The state Senate on Wednesday put its imprint on the $16.5 billion state budget by shifting money to open more driver’s license offices.
Sen. Andy McElhany, R-Colorado Springs, persuaded the Senate to adopt an amendment that would require the state Department of Revenue to spend about $844,000 on reopening driver’s license stations.
In addition, the Senate stripped out funding that the House provided to higher education last week because those programs siphoned millions of dollars away from public schools.
The Senate’s revamping of the spending plan will hold for a day or two – until the House rejects the Senate amendments and forces a conference committee to hash out the details.
The Senate debate was largely a rerun of last week’s House arguments on the 2006-07 budget.
Republican lawmakers unsuccessfully sought to block public funding for emergency contraception.
Democrats tried to cut funding for laundry machines for the prison system so the state could hire another investigator in its civil-rights office.
Senators also brought pet issues of their own as they tried to score political points as frugal fiscal taskmasters, as champions of hometown projects or as protectors of the American way of life.
Sen. Ron May, R-Colorado Springs, asked for lawmakers to shift money into fee-based funds that were depleted when lawmakers tapped the funds to cover state operating costs during the recession.
Sen. Brandon Shaffer, D-Longmont, wanted to eliminate most of the funding for the Colorado Commission for Higher Education, which he said had become a “bloated bureaucracy.”
Sen. Lew Entz, R-Hooper, sought $10,000 for the Colorado State Veterans Cemetery at Homelake.
Sen. Greg Brophy, R-Wray, attempted to prohibit state funding for criminal-defense lawyers for illegal immigrants.
Those amendments were blocked.
Some House amendments were removed.
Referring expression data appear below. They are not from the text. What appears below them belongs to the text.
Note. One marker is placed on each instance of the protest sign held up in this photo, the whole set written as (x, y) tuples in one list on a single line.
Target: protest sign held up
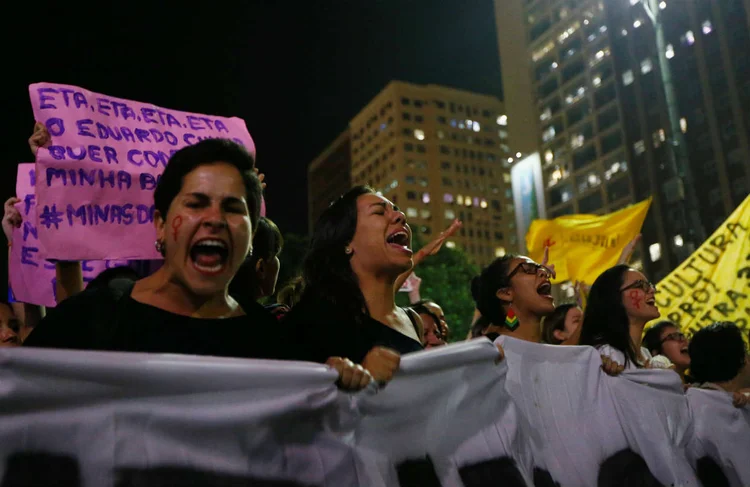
[(96, 178), (32, 278), (713, 284), (584, 246)]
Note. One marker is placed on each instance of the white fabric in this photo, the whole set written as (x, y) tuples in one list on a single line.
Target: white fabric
[(619, 357), (454, 409), (721, 432), (448, 403), (582, 416), (115, 411)]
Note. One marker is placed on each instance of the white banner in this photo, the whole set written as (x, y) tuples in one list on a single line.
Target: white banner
[(451, 417), (722, 434)]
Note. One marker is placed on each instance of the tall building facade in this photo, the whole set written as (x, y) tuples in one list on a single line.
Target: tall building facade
[(439, 154), (328, 177), (601, 117)]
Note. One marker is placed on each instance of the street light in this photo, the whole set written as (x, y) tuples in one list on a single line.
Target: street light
[(682, 183)]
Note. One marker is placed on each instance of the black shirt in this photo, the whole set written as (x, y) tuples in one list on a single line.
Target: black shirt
[(109, 319), (320, 330)]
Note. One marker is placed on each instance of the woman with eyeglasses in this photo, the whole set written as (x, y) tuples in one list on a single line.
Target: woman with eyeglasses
[(665, 340), (620, 303), (513, 294)]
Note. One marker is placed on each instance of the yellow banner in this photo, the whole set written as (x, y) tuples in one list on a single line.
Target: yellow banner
[(713, 284), (584, 246)]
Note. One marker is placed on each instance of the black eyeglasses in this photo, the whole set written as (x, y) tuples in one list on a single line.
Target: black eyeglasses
[(641, 284), (677, 336), (531, 268)]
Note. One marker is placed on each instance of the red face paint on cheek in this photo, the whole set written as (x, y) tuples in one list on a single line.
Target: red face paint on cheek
[(176, 224), (635, 299)]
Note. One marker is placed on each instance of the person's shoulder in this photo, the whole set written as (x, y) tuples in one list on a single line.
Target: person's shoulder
[(72, 323)]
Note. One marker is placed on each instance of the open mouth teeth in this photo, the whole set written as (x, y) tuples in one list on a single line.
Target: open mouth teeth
[(399, 238), (544, 289), (209, 255)]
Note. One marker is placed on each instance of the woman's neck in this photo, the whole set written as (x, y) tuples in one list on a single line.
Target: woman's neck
[(636, 334), (379, 295), (529, 327), (163, 291)]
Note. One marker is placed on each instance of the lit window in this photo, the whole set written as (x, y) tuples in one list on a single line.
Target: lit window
[(688, 38), (670, 51), (646, 66), (540, 53), (628, 77), (654, 251), (577, 141)]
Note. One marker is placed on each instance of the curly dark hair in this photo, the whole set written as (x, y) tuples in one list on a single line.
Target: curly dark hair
[(327, 272)]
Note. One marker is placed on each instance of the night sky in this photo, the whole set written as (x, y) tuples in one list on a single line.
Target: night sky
[(295, 71)]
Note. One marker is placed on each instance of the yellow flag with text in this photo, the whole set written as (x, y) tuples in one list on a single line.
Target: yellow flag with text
[(713, 284), (584, 246)]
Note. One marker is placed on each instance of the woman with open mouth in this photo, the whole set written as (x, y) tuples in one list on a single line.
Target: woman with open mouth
[(513, 294), (360, 246), (620, 303), (207, 206)]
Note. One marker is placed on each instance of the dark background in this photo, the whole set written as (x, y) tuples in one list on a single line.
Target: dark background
[(297, 72)]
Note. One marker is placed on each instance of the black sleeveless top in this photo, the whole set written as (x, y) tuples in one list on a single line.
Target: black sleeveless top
[(320, 330), (109, 319)]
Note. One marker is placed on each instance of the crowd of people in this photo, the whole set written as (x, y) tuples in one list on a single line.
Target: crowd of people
[(222, 259)]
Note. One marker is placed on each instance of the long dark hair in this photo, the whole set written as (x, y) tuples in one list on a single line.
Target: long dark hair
[(484, 289), (327, 272), (554, 322), (605, 321)]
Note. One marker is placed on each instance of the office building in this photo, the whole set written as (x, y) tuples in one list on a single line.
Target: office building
[(586, 77), (439, 154)]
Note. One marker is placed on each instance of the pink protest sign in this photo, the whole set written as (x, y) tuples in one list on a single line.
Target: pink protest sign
[(32, 279), (97, 177)]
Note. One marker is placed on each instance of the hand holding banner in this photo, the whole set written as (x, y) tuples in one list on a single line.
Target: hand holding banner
[(583, 246)]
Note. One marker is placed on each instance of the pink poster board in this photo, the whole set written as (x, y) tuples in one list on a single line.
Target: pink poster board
[(97, 177), (32, 278)]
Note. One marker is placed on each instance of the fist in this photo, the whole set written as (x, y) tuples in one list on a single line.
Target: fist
[(382, 363), (352, 377)]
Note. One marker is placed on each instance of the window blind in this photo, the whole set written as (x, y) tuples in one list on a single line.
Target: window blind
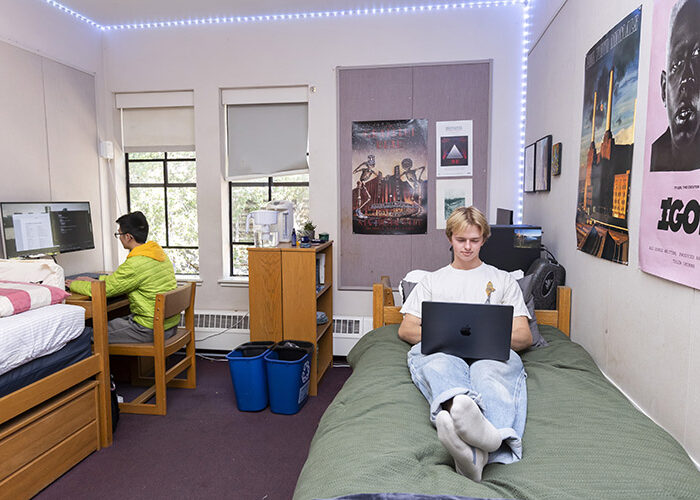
[(266, 139)]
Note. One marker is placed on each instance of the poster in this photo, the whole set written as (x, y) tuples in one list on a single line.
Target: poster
[(390, 177), (453, 149), (670, 215), (451, 194), (607, 142)]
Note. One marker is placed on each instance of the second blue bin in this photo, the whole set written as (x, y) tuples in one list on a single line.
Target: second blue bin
[(288, 366), (248, 374)]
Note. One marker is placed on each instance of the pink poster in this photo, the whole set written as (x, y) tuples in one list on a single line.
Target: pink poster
[(669, 239)]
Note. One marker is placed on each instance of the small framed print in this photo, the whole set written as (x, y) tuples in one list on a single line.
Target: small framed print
[(556, 159), (543, 163), (529, 174)]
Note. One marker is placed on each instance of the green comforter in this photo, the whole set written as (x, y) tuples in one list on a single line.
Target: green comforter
[(583, 438)]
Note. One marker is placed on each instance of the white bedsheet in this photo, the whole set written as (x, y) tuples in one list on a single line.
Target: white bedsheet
[(38, 332)]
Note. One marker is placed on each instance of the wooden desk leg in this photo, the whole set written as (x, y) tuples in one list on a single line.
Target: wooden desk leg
[(100, 342)]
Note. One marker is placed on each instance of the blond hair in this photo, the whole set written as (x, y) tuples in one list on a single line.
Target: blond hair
[(467, 216)]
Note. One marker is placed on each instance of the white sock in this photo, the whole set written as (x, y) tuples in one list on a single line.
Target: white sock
[(469, 461), (471, 425)]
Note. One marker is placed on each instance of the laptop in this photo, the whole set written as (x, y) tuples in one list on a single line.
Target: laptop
[(471, 331)]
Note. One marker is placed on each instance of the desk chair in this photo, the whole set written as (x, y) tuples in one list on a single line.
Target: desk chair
[(167, 304)]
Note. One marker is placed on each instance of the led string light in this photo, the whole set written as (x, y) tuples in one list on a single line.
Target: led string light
[(355, 13), (523, 110)]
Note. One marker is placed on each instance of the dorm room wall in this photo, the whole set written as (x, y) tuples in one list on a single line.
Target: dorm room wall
[(208, 58), (641, 330), (48, 110)]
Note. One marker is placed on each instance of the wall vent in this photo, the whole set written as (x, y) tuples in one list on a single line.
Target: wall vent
[(219, 320)]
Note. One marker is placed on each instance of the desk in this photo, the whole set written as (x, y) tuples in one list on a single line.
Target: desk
[(98, 308)]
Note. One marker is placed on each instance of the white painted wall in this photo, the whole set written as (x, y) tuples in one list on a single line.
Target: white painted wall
[(641, 330), (48, 108), (208, 58)]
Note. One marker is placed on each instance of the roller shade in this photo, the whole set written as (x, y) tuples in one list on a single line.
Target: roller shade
[(266, 139), (158, 129)]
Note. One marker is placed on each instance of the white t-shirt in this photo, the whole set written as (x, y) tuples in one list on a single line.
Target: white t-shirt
[(482, 285)]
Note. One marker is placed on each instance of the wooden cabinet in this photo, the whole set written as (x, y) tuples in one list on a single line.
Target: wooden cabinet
[(287, 286)]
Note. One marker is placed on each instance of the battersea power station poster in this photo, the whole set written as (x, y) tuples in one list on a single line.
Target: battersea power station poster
[(607, 142), (390, 177), (669, 235)]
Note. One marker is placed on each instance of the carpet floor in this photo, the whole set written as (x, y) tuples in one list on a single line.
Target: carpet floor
[(203, 448)]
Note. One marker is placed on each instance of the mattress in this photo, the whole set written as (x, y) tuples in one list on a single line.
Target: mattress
[(38, 332), (583, 438), (76, 350)]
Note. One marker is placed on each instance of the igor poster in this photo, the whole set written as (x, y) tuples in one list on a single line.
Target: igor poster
[(390, 177), (669, 240), (607, 142)]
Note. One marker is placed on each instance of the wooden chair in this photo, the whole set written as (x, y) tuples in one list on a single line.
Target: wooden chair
[(167, 304)]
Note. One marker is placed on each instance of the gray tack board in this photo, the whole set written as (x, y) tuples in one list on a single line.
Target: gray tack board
[(438, 92)]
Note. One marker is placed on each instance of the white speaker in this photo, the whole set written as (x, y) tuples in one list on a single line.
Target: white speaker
[(107, 150)]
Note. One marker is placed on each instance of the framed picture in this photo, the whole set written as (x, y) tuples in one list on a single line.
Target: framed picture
[(556, 159), (543, 162), (529, 180)]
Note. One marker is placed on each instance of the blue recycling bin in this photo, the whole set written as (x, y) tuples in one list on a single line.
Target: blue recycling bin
[(288, 366), (247, 366)]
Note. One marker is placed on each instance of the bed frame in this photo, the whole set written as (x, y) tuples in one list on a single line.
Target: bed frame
[(384, 312), (52, 424)]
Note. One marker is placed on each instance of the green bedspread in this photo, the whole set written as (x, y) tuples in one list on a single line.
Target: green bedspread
[(583, 438)]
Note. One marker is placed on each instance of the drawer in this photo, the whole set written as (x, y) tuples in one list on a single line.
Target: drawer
[(37, 475), (29, 437)]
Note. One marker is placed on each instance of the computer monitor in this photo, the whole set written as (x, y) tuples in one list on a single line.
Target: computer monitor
[(48, 228), (512, 247)]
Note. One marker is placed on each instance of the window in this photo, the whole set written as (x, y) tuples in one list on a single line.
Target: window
[(246, 196), (163, 186)]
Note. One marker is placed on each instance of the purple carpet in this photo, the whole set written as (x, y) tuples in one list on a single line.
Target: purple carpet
[(203, 448)]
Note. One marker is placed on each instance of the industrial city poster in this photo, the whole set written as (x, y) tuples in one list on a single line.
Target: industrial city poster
[(670, 212), (607, 142), (390, 177)]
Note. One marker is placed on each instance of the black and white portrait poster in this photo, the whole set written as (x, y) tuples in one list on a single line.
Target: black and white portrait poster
[(607, 142), (390, 177), (454, 148), (669, 239)]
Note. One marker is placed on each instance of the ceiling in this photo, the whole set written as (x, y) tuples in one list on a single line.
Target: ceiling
[(111, 12)]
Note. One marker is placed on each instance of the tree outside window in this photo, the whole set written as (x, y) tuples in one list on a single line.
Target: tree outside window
[(163, 185), (247, 196)]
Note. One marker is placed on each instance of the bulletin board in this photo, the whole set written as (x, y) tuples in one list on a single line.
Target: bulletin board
[(436, 93)]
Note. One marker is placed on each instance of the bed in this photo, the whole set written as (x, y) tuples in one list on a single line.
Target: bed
[(583, 438), (49, 425)]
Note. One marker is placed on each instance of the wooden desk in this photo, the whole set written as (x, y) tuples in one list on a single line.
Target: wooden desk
[(98, 308)]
Senators rejected a House amendment to move $7.8 million from a trust fund for public schools into scholarships for precollege programs and to vocational schools.
A House move to cut $10 million to the Medicaid program so that an extra $5 million would be available for the University of Colorado Health Sciences Center was also removed from the budget.
As backers of the additional money for driver’s license offices, McElhany and Sen. Doug Lamborn, R-Colorado Springs, were proponents of one of the biggest changes made by the Senate.
“People are sick and tired of long lines,” Lamborn said.
McElhany said reopening the offices to improve services to citizens is “part of what we promised in Referendum C.”
Referendum C was a ballot measure approved by voters in November. It allows the state to keep revenues – currently estimated at $4.25 billion for five years – that would have been refunded to taxpayers under the Taxpayer’s Bill of Rights.